Movie Description Bob Graham (Phillips Holmes) accidentally kills a man in a barroom scuffle and can't afford a good lawyer. As a result, no-nonsense district attorney Martin Brady (Walter Huston) has no choice but to have Graham tried for murder and sentenced to 10 years in prison. After six years of hard labor, Bob has begun to go stir crazy, but also, by this time, Brady has been appointed warden, and sees the effects of prison life on the young man. He picks Graham to work as chauffeur for his beautiful daughter, and the young couple begins to fall for each other, but when the other prisoners conspire against a stool pigeon, Graham is torn between a possible parole and the criminal code of silence. THE CRIMINAL CODE, a thoughtful look at the social problem of prisons, especially the ramifications they pose for otherwise decent men, features strong performances from Huston as the tough but fair warden and Boris Karloff as a scheming con.
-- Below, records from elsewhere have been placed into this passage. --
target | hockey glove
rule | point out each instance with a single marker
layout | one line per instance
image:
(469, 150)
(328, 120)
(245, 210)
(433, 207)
Synopsis A young man, unjustly jailed for killing another man in self-defense, finds himself at odds with his incarceration. The district attorney who successfully convicted and jailed him turns up as the new warden. In an effort to reconcile their differences, the warden offers him a job because he believes him to be inherently good; however prison may have exacted a complicated toll. The film, directed by Howard Hawks, stars Walter Huston and Phillip Holmes.
Film Notes Theatrical release: January 15, 1931.
To improve the screenplay, director Hawks assembled a group of former convicts, bought them lunch, and had them figure out how the movie should end. At one point the men became restless; Hawks made them run laps until they promised to behave.
THE CRIMINAL CODE was later remade as PENITENTIARY in 1938 and CONVICTED in 1950.